Vu ailleurs
BLR n° 60 – 21/05/2026

Vu ailleurs, c’est un extrait de la revue de presse des Business & Legal Forums.
L’ONU : « aller au-delà du PIB »

L’ONU propose une nouvelle boussole du progrès remplaçant le PIB par un cadre mesurant le bien-être équitable et durable. Le rapport, dirigé par les économistes Kaushik Basu et Nora Lustig (avec Joseph Stiglitz), introduit un tableau de bord de 31 indicateurs couvrant la paix, les droits humains, la biodiversité et l’équité. Ces indicateurs doivent guider la budgétisation et les décisions politiques, avec un mécanisme de reporting annuel aligné sur les Objectifs de Développement Durable (ODD) des Nations Unies. Antonio Guterres souligne que le PIB ignore les impacts critiques comme les pertes d’emplois liées à l’IA ou les violations des droits humains.
Le cadre s’appuie sur quatre piliers : principes fondamentaux, bien-être actuel, équité/inclusion, et durabilité/résilience. Les pays doivent intégrer ces tableaux de bord dans leurs processus politiques et renforcer leurs capacités statistiques. Ce changement de paradigme invite gouvernements, entreprises, médias et académie à transformer le dialogue sur le progrès économique et social mondial.
A lire sur le site de l’ONU (publié le 4 mai 2026)
EU : IA, la transparence n’est pas négociable. Consultation ouverte jusqu’au 3 juin 2026.
Le 12 mai dernier, la Commission européenne a ajouté une nouvelle brique au cadre réglementaire de l’intelligence artificielle.

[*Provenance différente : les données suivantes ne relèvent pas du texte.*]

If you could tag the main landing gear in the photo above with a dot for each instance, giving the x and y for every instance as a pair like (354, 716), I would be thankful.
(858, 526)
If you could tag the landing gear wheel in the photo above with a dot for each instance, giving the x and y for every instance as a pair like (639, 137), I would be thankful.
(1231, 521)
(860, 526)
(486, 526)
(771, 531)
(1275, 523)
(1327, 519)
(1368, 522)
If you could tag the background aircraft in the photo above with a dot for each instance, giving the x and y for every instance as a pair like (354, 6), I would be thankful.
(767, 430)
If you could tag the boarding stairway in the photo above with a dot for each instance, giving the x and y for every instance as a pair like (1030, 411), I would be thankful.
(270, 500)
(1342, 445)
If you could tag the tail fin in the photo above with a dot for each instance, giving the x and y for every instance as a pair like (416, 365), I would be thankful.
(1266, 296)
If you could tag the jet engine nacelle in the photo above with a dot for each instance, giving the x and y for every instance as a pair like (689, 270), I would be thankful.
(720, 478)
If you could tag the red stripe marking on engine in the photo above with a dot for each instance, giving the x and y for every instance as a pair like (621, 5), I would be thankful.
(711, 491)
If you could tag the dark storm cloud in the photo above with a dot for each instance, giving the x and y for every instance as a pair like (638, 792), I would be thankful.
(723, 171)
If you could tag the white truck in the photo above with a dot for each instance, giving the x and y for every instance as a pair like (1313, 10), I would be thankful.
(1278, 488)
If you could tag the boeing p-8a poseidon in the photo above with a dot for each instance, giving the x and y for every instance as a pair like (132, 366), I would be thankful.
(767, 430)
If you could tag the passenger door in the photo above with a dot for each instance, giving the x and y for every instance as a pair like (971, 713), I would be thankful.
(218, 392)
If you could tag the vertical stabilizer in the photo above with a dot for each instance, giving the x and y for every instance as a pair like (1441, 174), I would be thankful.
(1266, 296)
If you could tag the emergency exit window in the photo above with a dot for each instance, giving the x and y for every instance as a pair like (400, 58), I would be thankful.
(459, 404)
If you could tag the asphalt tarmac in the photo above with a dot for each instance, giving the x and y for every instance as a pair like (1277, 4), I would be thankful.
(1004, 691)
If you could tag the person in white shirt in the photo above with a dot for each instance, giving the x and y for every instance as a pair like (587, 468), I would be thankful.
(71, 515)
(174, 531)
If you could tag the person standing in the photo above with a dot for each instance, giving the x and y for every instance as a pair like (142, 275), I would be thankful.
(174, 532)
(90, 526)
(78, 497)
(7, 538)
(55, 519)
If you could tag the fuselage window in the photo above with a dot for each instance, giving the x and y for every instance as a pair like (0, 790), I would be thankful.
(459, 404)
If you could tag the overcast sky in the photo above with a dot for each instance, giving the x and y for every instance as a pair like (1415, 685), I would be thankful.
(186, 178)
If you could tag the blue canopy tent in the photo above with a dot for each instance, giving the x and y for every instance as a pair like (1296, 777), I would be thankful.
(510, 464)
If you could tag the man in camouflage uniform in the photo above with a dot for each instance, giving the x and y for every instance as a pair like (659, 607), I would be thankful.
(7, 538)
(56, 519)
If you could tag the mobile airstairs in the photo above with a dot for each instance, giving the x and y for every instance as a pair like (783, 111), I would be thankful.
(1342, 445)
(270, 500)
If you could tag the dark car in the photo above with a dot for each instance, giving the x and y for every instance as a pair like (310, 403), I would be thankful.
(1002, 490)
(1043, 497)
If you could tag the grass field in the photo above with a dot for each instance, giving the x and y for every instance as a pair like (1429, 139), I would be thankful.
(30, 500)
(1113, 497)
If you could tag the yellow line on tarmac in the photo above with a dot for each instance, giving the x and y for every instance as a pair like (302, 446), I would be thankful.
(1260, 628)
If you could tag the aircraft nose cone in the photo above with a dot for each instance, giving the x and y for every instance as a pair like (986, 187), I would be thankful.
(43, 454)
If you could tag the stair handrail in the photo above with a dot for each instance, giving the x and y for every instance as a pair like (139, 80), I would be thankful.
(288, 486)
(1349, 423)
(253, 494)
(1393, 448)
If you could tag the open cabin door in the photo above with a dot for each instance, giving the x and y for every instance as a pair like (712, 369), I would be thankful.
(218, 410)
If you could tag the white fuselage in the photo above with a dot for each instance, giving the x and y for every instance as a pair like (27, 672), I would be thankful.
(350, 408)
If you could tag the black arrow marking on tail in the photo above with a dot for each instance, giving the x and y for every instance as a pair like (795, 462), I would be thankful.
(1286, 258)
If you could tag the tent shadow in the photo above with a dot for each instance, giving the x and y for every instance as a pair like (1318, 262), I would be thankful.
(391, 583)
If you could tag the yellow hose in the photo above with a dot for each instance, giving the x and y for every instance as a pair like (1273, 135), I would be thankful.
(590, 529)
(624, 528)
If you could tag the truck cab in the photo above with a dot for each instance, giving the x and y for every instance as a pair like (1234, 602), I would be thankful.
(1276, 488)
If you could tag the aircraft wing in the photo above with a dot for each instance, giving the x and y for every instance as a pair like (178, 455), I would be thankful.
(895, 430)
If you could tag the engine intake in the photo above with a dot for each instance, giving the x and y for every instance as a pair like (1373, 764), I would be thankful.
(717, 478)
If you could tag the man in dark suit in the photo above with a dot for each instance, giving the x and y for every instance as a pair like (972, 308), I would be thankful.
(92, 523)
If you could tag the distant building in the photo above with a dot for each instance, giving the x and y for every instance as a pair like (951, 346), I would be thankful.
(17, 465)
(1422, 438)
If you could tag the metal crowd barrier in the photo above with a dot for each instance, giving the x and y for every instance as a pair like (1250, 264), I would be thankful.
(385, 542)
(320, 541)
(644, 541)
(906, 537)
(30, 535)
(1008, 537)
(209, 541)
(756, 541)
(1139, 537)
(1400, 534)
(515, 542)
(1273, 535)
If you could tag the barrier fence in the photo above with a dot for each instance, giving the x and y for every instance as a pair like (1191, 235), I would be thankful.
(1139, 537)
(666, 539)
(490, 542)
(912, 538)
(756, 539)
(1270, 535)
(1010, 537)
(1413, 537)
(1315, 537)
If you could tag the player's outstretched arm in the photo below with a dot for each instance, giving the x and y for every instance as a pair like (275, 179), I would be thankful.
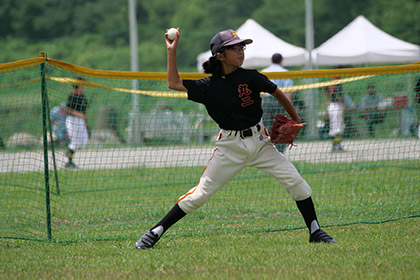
(287, 104)
(174, 82)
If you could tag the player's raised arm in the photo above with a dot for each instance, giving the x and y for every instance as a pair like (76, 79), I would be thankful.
(174, 82)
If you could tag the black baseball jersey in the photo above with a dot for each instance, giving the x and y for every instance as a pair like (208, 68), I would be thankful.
(232, 101)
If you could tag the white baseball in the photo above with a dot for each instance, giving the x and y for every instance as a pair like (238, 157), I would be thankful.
(172, 33)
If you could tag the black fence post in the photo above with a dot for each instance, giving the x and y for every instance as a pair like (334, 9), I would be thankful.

Son projet de lignes directrices relatif à l’article 50 de l’AI Act précise les obligations de transparence applicables aux systèmes qui :
– dialoguent avec l’utilisateur ;
– créent ou retouchent des contenus ;
– analysent les émotions ou catégorisent par biométrie ;
– fabriquent des deepfakes ou influencent le débat public.
L’entrée en vigueur est prévue le 2 août 2026.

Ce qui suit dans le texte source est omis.